Я часто задумывался над этой храбростью, которую приписывали мне окружающие. Мне казалось, что назвать человека храбрым — все равно что наградить его медалью. И когда посетители называли меня храбрым мальчиком, я всегда старался придать своему лицу серьезное выражение, потому что моя обычная веселая улыбка не вязалась с той лестной характеристикой, которой меня удостаивали.

Но я все время боялся, что меня разоблачат, и дань уважения, воздаваемая моей храбрости, начинала меня по-настоящему смущать, тем более что я хорошо знал, насколько она незаслуженна. Ведь я пугался даже шороха мыши под полом в моей комнате, ведь я из-за темноты боялся ночью подойти к бачку напиться воды. Иногда я думал: что сказали бы люди, если бы они узнали об этом?

Но люди настойчиво твердили, что я храбрец, и я принимал эту похвалу с тайной гордостью, хотя и испытывал при этом чувство какой-то вины.

Прошло несколько дней; я привык к больнице и к моим соседям и уже чувствовал свое превосходство над новичками, которые нерешительно входили в палату, смущенные устремленными на них взглядами, охваченные тоской по дому.
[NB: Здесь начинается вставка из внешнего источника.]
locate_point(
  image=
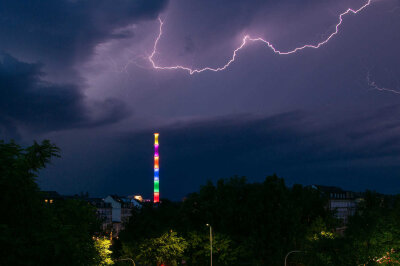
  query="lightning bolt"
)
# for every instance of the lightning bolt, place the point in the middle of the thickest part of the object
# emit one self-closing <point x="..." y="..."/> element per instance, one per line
<point x="247" y="39"/>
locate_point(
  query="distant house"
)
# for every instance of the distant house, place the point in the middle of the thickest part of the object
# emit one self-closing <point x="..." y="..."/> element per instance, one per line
<point x="50" y="197"/>
<point x="343" y="203"/>
<point x="103" y="211"/>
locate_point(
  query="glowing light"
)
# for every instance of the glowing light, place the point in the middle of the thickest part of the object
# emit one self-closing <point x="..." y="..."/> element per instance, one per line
<point x="156" y="170"/>
<point x="246" y="39"/>
<point x="373" y="85"/>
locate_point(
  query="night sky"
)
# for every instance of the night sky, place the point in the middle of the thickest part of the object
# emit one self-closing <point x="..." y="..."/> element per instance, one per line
<point x="77" y="72"/>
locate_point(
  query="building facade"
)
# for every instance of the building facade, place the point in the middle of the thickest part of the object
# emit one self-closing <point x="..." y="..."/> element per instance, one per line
<point x="342" y="203"/>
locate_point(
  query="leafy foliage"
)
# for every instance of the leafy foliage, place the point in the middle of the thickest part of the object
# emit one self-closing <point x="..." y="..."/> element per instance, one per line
<point x="103" y="248"/>
<point x="166" y="249"/>
<point x="254" y="224"/>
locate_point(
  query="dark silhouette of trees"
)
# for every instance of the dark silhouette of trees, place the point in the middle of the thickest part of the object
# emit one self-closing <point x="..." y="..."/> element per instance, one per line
<point x="33" y="232"/>
<point x="254" y="224"/>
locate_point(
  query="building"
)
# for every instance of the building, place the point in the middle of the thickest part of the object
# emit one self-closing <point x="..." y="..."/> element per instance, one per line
<point x="104" y="213"/>
<point x="50" y="196"/>
<point x="342" y="203"/>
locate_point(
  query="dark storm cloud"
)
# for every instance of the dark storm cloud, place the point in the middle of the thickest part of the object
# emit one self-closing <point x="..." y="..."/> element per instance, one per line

Больные разговаривали со мной иногда покровительственно, как обычно говорят взрослые с детьми, иногда шутливо, желая позабавиться и видя во мне мишень для своих острот, порою же обращались ко мне просто оттого, что иссякали другие темы для разговора. Я принимал на веру все, что они говорили, и это их забавляло. Они взирали на меня с высоты своего многолетнего опыта и, так как я был простодушен, считали, что я не понимаю, когда речь идет обо мне. Они говорили про меня так, словно я был глух и не мог их услышать.

— Он верит всему, что ему говорят, — рассказывал новичку парень, лежавший напротив. — Послушайте сами. Эй, весельчак, — обратился он ко мне, — в колодце у вашего поселка живет ведьма, правда?

— Да, — ответил я.

— Видите, — продолжал тот. — Смешной малыш. Говорят, он никогда не будет ходить.

Я решил, что он дурак. Я не мог понять, почему они вообразили, что я никогда не буду ходить. Я-то знал, что ждет меня впереди. Я буду объезжать диких коней, и кричать «ого-го!», и размахивать шляпой, а еще я напишу книгу вроде «Кораллового острова».

Мне нравился человек на соседней кровати. Вскоре после моего появления в палате он сказал:

— Давай дружить. Хочешь, чтобы мы были товарищами?

— Идет, — ответил я.

В одной из моих первых книжек была цветная картинка, благодаря которой у меня создалось впечатление, что товарищи должны стоять рядом и держаться за руки. Я сообщил ему это, но он сказал, что это вовсе не обязательно.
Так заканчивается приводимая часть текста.